Throughout the analyses, student's t and Pearson's product moment correlation tests were employed. When possible the statistical tests were performed within subject. Because SWA was hypothesized to relate positively to performance and to be specifically disrupted by the stimulation, tests concerning these relationships for slow and delta frequency bands were conducted one-tailed, otherwise all tests were conducted two-tailed. It is reported where violations of the assumptions of the statistical tests were present (e.g. an outlier driving a correlation).

Results

Subject inclusion

One subject was excluded when analyzing the stimulation data as he was unable to sleep for the full duration of stimulation. Another subject's fifth post-stimulation interval in the stimulation condition was excluded from analysis due to an error in stimulation settings.

Correspondence of sleep time and latencies between stimulation and sham sessions

Neither sleep period (time from sleep onset to final awakening; Stim: Avg = 112.3 min, StDev = 9.7 min. Sham; Avg = 103.7 min, StDev = 25.8 min. Paired t(6) < 0.90, P > 0.40 two-tailed) nor sleep latency (Stim: Avg = 5.00 min, StDev = 3.6 min. Sham: Avg = 9.6 min, StDev = 15.1 min. Paired t(6) < 1.02, P > 0.35 two-tailed) significantly differed between stimulation and sham sessions, suggesting that the two conditions were sufficiently matched on these variables. The stimulation artifact precluded total sleep time comparison. Other sleep variables are presented in Supplementary Results.
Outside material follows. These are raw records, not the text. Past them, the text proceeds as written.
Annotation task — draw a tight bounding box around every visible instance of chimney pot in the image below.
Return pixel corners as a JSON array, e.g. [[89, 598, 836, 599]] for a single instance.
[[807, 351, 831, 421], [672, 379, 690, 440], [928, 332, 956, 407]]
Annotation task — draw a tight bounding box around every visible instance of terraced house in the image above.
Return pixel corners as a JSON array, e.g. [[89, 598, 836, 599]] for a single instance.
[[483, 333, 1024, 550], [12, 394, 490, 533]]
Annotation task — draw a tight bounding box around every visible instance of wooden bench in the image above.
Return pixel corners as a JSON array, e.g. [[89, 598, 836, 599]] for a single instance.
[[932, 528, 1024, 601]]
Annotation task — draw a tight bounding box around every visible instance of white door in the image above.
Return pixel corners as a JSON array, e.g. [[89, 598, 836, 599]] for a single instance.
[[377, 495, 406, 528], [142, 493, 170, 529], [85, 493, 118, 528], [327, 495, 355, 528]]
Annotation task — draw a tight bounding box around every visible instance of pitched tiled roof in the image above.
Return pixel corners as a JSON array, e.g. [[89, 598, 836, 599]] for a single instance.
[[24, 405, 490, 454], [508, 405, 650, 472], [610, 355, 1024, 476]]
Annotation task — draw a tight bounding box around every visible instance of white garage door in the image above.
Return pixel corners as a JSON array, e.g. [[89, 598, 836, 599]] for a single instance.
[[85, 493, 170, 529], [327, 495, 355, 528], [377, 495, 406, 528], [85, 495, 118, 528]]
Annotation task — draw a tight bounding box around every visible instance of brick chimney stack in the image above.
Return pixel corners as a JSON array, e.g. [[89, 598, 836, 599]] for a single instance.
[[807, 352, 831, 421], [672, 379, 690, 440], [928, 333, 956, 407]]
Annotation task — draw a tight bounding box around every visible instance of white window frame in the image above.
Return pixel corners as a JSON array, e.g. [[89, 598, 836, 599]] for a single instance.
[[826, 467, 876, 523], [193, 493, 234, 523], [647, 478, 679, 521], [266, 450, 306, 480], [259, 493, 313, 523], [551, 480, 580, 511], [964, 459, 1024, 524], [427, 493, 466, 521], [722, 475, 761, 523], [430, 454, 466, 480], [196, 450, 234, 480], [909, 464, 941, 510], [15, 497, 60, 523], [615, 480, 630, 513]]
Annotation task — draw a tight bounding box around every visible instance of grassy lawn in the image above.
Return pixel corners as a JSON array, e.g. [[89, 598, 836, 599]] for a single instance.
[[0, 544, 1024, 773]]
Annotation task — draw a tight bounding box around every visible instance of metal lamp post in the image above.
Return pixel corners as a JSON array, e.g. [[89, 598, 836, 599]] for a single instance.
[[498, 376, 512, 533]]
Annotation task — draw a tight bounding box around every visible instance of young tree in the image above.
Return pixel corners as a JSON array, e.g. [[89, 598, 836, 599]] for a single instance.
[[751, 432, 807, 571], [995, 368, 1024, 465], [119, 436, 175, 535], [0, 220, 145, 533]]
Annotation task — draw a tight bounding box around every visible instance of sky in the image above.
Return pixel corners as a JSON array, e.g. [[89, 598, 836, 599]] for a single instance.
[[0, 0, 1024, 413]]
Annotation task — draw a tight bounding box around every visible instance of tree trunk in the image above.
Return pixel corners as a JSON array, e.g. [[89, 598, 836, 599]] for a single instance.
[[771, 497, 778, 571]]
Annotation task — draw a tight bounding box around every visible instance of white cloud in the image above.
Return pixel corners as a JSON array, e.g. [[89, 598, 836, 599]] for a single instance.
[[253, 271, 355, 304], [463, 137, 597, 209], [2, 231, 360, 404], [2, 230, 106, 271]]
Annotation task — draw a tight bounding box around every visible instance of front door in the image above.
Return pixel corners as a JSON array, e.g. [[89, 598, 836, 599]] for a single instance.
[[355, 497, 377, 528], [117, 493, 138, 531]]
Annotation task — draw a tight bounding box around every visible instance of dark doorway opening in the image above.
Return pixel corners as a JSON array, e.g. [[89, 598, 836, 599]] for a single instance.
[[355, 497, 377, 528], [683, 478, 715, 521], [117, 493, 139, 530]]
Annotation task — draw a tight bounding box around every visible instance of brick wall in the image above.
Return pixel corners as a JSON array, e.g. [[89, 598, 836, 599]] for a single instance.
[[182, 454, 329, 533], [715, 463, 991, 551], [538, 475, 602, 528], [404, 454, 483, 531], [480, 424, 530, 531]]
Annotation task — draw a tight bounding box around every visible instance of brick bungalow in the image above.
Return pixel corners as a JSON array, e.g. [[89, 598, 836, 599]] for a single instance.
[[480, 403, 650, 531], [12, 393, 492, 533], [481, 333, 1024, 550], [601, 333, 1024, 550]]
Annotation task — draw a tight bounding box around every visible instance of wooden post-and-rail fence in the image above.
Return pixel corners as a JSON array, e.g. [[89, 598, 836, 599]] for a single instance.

Alignment of stimulation and sham pre-stimulation intervals

Mean power in the frequency bands (slow, delta, theta, alpha and spindle-range) was calculated for each of the six 1-min intervals flanking the five stimulation or sham intervals (see Methods section). Pre-stimulation 1-min interval power values did not differ between stimulation and sham conditions (t(6) < 1.315, P > 0.23 two-tailed for all frequency bands, P > 0.558 for both slow and delta bands) suggesting that PSIs were well matched between the stimulation and sham conditions.

PAL task and SWA

For the sham condition, a significant positive correlation was observed between frequency band power density and PAL task performance change over the nap interval for slow (r > 0.79, P < 0.0099 one-tailed) and delta (r > 0.69, P < 0.029 one-tailed) frequency bands, but not for the theta, alpha (both r < 0.5, P > 0.26, two-tailed), or spindle-range (r > −0.040, P > 0.91) bands (Fig. 2).

Figure 2.

Figure 2

Slow and delta power of slow wave sleep specifically correlate with declarative memory consolidation during afternoon nap. Correlations between subject performance in the PAL task and subject total power value over the entire sham sleep interval for each spectral bands – slow, delta, theta and alpha – during the nap period. A significant positive correlation was found between the PAL task and slow and delta bands [Pearson's correlation; A, r > 0.79, P < 0.009, one-tailed, B, r > 0.69, P < 0.029, one-tailed], but not with theta, alpha, or spindle-range bands [C, r < 0.45, P > 0.26, two-tailed, D, r < 0.25, P > 0.55, two-tailed, E, r > −0.040, P > 0.91, two-tailed].

PAL task and stimulation

Our stimulation paradigm seems to have impaired memory consolidation. Average decrement in PAL performance was numerically of greater magnitude with stimulation than sham. There was no significant difference between these decrements (paired t(6) <0.77, P > 0.23 one-tailed) (Fig. 3A); however, as would be expected, the degree to which our stimulation paradigm interfered with the generation of slow and delta oscillations relative to sham correlated with the degree of impairment on the PAL task relative to sham (r > 0.877, P < 0.0022 one-tailed for slow and r > 0.663, P < 0.037 one-tailed for delta) (Fig. 3B and C). Conversely, change in alpha band power between stimulation and sham was negatively correlated with change in performance (r < −0.72, P < 0.043 two-tailed) (Fig. 3D), though this may be driven by the influence of one data point. No other frequency band produced a significant correlation (both r > −0.51, P > 0.19 two-tailed). These results suggest that slow and delta oscillations are selectively and causally involved in declarative memory consolidation during nap.

Figure 3.

Figure 3

–Effect of stimulation on memory consolidation. A, Overall effect of stimulation on PAL performance change after nap was not found to be statistically significant. Paired t(6) < 0.77, P > 0.23, one-tailed. Error bars indicate standard error of the mean. Scatterplots correlating change in baseline spectral power due to stimulation with change in PAL performance due to stimulation for B, Slow; C, Delta; and D, Alpha frequency bands.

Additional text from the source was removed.